Once validation passes, add a row to the Skills table in the appropriate CLAUDE.md. Use the register-skill launcher — it is idempotent, so re-running after an already-registered skill is a no-op:

bash agents/claude/skills/generate-skills/scripts/register-skill \
  <path-to-CLAUDE.md> \
  --name <skill-name> \
  --triggers "<trigger phrases>" \
  --model <sonnet|opus|haiku>

Choose the target CLAUDE.md carefully:

  • agents/claude/CLAUDE.md — user-level Claude Code skills registered for the whole environment.
  • agents/claude/skills/CLAUDE.md — scope-specific rules that only apply when Claude is operating inside the skills/ directory.

Most new skills belong in the first one. Manual edit is still valid if you need non-trivial layout changes the launcher can't produce.

Distribution (optional)

For team-wide distribution, see references/distribution-guide.md — repo check-in vs. plugin marketplace, composing skills, and measuring usage.


Gotchas

Skill-specific pitfalls that validator automation cannot catch. Update this section whenever a new edge case is discovered.

  1. disable-model-invocation: true with natural-language triggers in description. When this flag is set, Claude cannot auto-load the skill from description. Trigger phrases still work only because the parent CLAUDE.md's Skills table explicitly lists them, letting Claude invoke via the Skill tool. If you remove the CLAUDE.md row, the skill becomes /name-only.

  2. Reference paths are relative to SKILL.md, not the invocation cwd. references/<name>.md in SKILL.md always resolves relative to the skill directory. Avoid ../ paths — if you need content from outside the skill tree, copy it into references/ so the skill stays self-contained.

  3. context: fork drops conversation history. The forked subagent sees only the SKILL.md body as its prompt — no prior messages, no user context.
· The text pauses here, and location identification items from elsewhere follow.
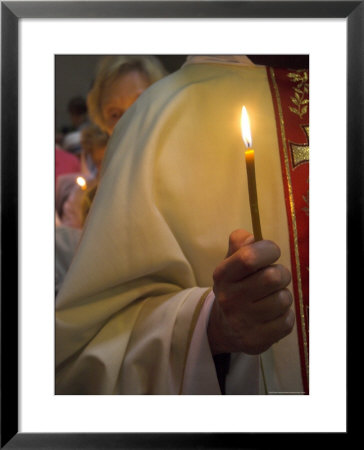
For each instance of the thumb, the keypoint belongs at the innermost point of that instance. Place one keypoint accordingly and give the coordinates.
(238, 239)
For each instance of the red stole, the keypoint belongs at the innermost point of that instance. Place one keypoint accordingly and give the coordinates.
(290, 93)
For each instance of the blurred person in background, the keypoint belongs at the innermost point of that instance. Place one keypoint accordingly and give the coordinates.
(119, 82)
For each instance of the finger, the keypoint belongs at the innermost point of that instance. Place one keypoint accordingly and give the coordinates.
(272, 306)
(246, 261)
(265, 282)
(238, 239)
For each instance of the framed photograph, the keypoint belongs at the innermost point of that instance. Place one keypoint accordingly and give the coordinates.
(33, 34)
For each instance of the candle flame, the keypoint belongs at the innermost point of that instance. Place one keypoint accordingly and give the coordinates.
(81, 182)
(245, 128)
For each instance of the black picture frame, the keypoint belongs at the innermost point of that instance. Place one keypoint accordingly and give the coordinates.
(11, 12)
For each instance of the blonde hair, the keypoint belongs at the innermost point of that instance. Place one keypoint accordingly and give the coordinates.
(110, 68)
(93, 137)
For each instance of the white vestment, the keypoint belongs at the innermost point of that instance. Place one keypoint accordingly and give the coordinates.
(173, 187)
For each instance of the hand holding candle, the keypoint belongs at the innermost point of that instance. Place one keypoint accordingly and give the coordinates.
(250, 168)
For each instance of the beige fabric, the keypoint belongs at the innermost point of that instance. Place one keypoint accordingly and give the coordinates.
(173, 188)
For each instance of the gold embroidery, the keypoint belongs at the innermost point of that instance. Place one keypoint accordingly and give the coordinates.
(293, 216)
(300, 77)
(301, 152)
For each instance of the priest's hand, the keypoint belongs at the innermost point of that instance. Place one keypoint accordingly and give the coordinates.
(252, 307)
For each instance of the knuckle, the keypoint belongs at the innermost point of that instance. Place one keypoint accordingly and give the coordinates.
(284, 299)
(234, 237)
Any skill using context: fork must be self-sufficient (no "as discussed above" assumptions).

  4. Step 0 WebFetch is a single point of staleness. When the Claude Code docs page is unreachable (network, rate limit, layout change), the workflow falls back to the local references/frontmatter-spec.md. The metadata block at the top of that file (last_upstream_check) is the only signal of how stale the spec might be.
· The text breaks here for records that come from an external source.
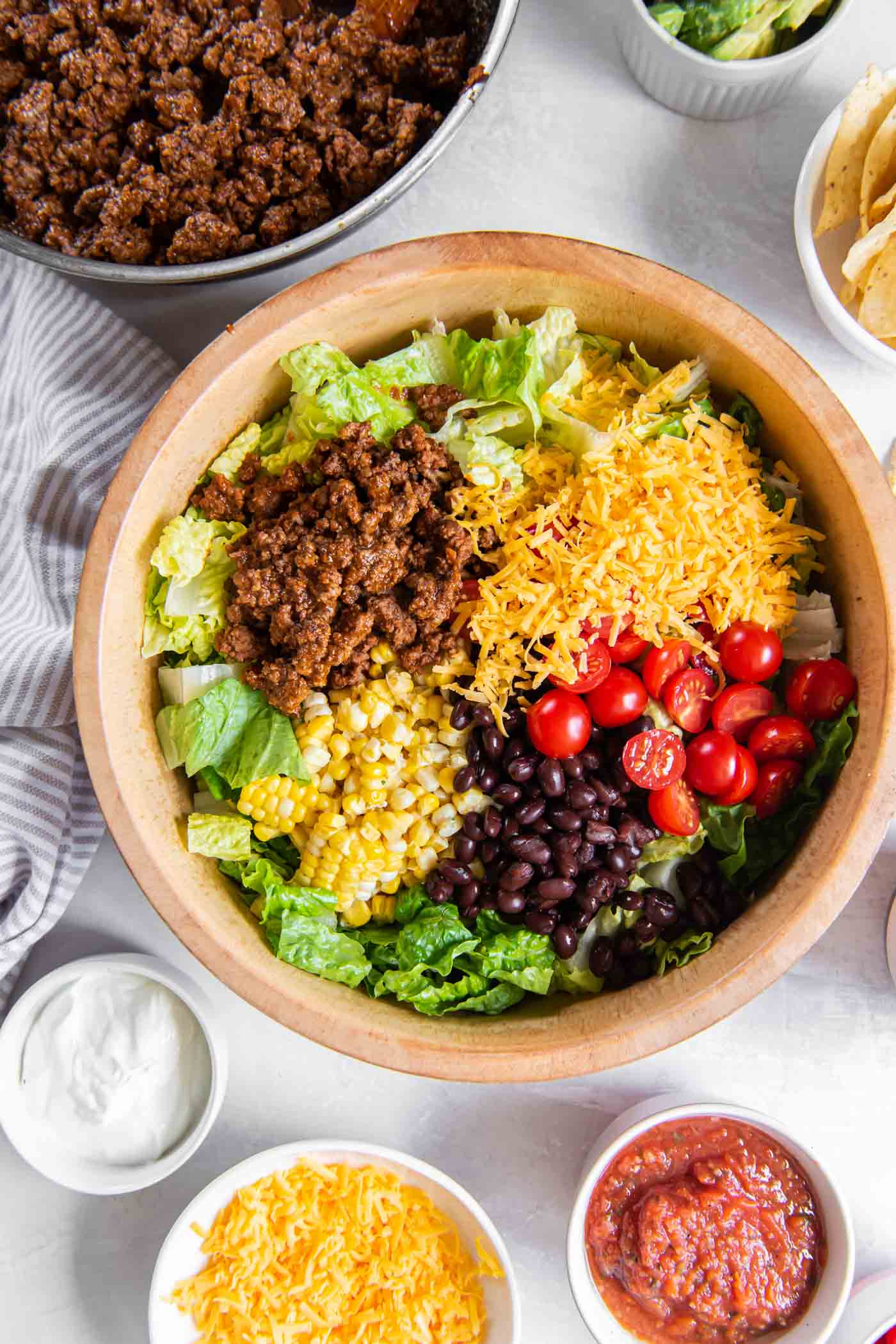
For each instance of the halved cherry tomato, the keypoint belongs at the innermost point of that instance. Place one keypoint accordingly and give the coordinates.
(781, 738)
(559, 724)
(740, 707)
(655, 760)
(675, 810)
(776, 781)
(749, 652)
(688, 698)
(712, 762)
(820, 689)
(596, 668)
(661, 664)
(621, 698)
(744, 781)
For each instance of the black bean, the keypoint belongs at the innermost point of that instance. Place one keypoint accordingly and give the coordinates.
(465, 849)
(531, 849)
(582, 796)
(660, 908)
(516, 877)
(461, 716)
(492, 744)
(492, 823)
(522, 769)
(454, 872)
(645, 932)
(531, 811)
(472, 827)
(588, 902)
(600, 832)
(564, 941)
(601, 957)
(551, 778)
(511, 902)
(618, 859)
(564, 819)
(555, 889)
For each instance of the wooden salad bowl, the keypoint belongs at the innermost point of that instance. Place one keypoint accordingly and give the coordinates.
(369, 307)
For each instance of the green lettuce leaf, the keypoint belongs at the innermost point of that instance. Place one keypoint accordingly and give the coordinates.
(233, 729)
(724, 829)
(218, 836)
(671, 956)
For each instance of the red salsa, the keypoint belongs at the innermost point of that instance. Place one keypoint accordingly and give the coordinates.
(704, 1231)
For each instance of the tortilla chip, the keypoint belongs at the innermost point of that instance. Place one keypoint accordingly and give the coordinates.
(881, 207)
(867, 106)
(877, 312)
(879, 173)
(868, 248)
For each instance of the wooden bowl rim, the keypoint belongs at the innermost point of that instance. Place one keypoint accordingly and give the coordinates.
(701, 998)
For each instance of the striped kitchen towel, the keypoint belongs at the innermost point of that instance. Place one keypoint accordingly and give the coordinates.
(76, 382)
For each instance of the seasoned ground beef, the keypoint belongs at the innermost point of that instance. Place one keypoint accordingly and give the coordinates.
(187, 131)
(348, 548)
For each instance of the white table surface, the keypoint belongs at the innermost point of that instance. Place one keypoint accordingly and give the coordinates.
(563, 141)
  5. Cargo first-build cost is user-visible. The first invocation of scripts/validate-skill or scripts/init-skill compiles the Rust workspace (~6–30s). Subsequent runs are near-instant. Users unfamiliar with Rust may interpret the initial pause as a hang — surface this in progress messages if the skill is invoked in an unattended context.


Eval Criteria

Five binary checks that should pass for any skill produced (or updated) by this workflow. The autoresearch skill can reuse these when optimizing autonomously.
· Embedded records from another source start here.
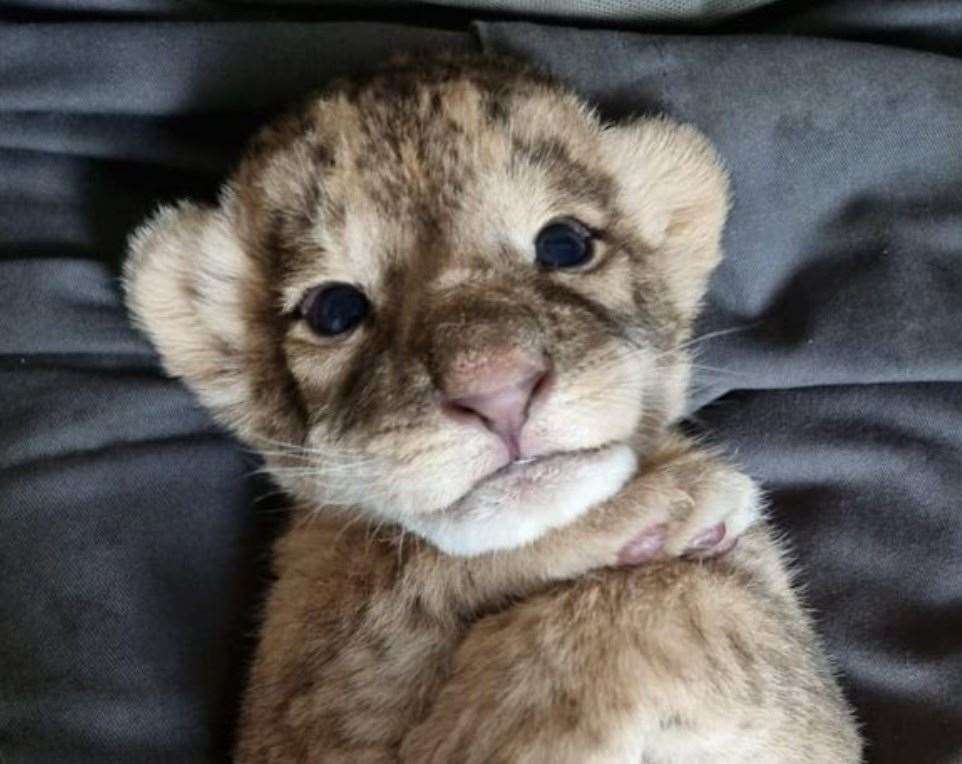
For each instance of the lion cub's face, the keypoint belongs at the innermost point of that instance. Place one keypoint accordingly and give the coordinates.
(440, 285)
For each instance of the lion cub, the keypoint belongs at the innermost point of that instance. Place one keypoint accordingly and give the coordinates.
(450, 307)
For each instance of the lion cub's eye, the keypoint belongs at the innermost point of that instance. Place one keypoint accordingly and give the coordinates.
(332, 309)
(563, 244)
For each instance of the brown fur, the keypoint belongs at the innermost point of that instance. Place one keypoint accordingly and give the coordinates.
(425, 186)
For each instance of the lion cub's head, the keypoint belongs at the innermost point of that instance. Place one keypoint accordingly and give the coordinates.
(446, 288)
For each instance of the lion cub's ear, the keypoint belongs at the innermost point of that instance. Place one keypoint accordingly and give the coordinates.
(188, 282)
(675, 188)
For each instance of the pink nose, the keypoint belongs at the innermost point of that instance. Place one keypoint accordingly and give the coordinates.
(499, 391)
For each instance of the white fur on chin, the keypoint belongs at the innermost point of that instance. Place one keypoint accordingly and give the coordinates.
(525, 501)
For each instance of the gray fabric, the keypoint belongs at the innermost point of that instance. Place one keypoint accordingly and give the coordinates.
(844, 285)
(131, 551)
(597, 10)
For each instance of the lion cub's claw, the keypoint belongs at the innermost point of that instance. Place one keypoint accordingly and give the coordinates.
(720, 507)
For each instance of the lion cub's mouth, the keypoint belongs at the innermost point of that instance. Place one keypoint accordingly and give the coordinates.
(524, 499)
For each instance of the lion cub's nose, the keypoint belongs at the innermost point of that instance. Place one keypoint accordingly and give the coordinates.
(499, 390)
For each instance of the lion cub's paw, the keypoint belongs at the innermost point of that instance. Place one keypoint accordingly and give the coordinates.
(717, 509)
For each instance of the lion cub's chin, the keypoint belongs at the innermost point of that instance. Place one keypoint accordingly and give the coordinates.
(524, 500)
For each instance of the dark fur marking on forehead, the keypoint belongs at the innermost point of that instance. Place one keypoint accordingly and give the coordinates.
(568, 176)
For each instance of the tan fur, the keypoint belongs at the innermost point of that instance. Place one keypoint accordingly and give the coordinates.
(425, 186)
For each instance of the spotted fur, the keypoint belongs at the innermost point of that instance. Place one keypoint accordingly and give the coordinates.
(425, 185)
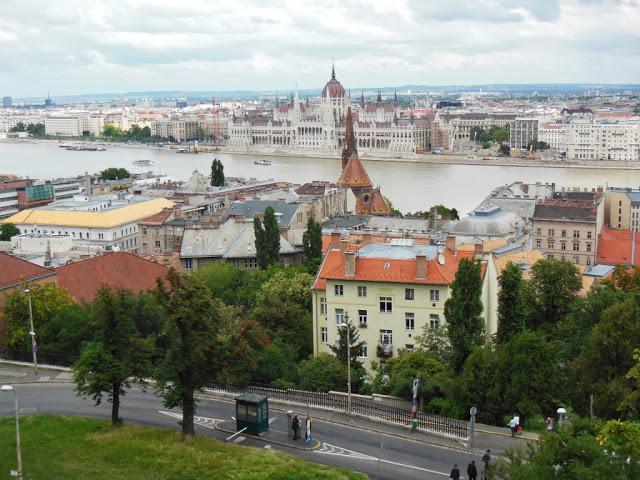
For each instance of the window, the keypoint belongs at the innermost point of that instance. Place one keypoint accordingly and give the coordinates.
(385, 305)
(362, 318)
(409, 321)
(365, 350)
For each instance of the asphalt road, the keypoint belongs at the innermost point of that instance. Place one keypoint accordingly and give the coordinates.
(340, 445)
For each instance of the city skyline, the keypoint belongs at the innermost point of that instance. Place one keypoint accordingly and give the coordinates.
(200, 46)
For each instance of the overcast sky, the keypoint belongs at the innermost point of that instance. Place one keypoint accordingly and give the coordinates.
(91, 46)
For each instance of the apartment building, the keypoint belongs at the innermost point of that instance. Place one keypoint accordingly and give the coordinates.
(389, 291)
(566, 227)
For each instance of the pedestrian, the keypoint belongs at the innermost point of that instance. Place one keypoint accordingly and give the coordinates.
(512, 426)
(472, 470)
(295, 425)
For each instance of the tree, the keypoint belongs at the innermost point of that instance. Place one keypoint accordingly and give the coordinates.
(8, 230)
(312, 241)
(190, 359)
(510, 303)
(322, 373)
(552, 288)
(217, 173)
(118, 353)
(113, 173)
(271, 236)
(463, 312)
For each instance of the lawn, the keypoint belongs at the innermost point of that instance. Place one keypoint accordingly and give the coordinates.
(74, 448)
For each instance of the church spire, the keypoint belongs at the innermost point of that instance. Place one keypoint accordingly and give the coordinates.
(349, 147)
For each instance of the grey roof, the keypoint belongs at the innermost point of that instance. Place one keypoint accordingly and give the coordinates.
(250, 208)
(230, 240)
(400, 251)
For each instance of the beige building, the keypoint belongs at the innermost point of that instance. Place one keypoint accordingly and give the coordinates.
(567, 226)
(389, 292)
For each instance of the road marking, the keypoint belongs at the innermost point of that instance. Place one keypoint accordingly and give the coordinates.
(205, 422)
(328, 449)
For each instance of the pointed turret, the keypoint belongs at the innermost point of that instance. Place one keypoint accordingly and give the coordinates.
(349, 146)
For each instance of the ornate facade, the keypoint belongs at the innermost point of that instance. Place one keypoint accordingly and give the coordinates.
(320, 125)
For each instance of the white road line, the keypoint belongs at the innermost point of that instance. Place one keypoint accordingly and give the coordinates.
(328, 449)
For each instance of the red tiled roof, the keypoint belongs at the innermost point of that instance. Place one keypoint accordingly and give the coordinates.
(14, 270)
(119, 269)
(615, 247)
(397, 271)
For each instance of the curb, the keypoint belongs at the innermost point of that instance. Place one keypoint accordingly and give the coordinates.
(315, 446)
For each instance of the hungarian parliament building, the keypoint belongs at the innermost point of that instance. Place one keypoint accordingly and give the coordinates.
(319, 125)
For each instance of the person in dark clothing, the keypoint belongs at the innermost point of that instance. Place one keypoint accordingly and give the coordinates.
(472, 470)
(295, 425)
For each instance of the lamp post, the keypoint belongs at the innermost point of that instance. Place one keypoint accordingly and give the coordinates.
(32, 332)
(346, 326)
(9, 388)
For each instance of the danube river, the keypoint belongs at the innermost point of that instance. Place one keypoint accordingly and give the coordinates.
(410, 186)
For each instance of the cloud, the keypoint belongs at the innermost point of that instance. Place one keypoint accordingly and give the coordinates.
(129, 45)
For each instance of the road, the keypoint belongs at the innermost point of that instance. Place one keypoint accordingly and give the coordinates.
(340, 445)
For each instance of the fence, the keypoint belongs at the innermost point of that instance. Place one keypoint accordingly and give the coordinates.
(359, 406)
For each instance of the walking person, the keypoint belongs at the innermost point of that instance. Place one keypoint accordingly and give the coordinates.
(472, 470)
(295, 425)
(512, 426)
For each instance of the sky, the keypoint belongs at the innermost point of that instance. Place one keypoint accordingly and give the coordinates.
(89, 46)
EVAL 1: Frontmatter completeness
  Question: Does SKILL.md contain both `name` and `description` fields,
            each non-empty?
  Pass: Both present with content.
  Fail: Either missing or empty string.

EVAL 2: Reference path integrity
  Question: Do all `references/<path>` mentions in SKILL.md resolve
            to files that exist on disk?
  Pass: Every referenced path is an existing file.
  Fail: Any referenced path is broken.

EVAL 3: Description structure
  Question: Does `description` (or `description` + `when_to_use`
            together) contain both WHAT (what the skill does) and
            WHEN (concrete trigger phrases the user might say)?
  Pass: Both elements clearly present, no pure-generic leaders
        like "help" or "manage".
  Fail: Missing WHAT or WHEN, or the phrasing is purely generic.

EVAL 4: Body size budget
  Question: Is the SKILL.md body (everything after the closing `---`)
            at most 500 lines?
  Pass: ≤ 500 lines.
  Fail: > 500 lines — split detail into `references/` files.

EVAL 5: Validator pass
  Question: Does `bash scripts/validate-skill <skill-dir>` exit with
            status 0 and no `✗` findings?
  Pass: Exit 0, no error-severity lines.
  Fail: Exit non-zero, or any `✗` finding.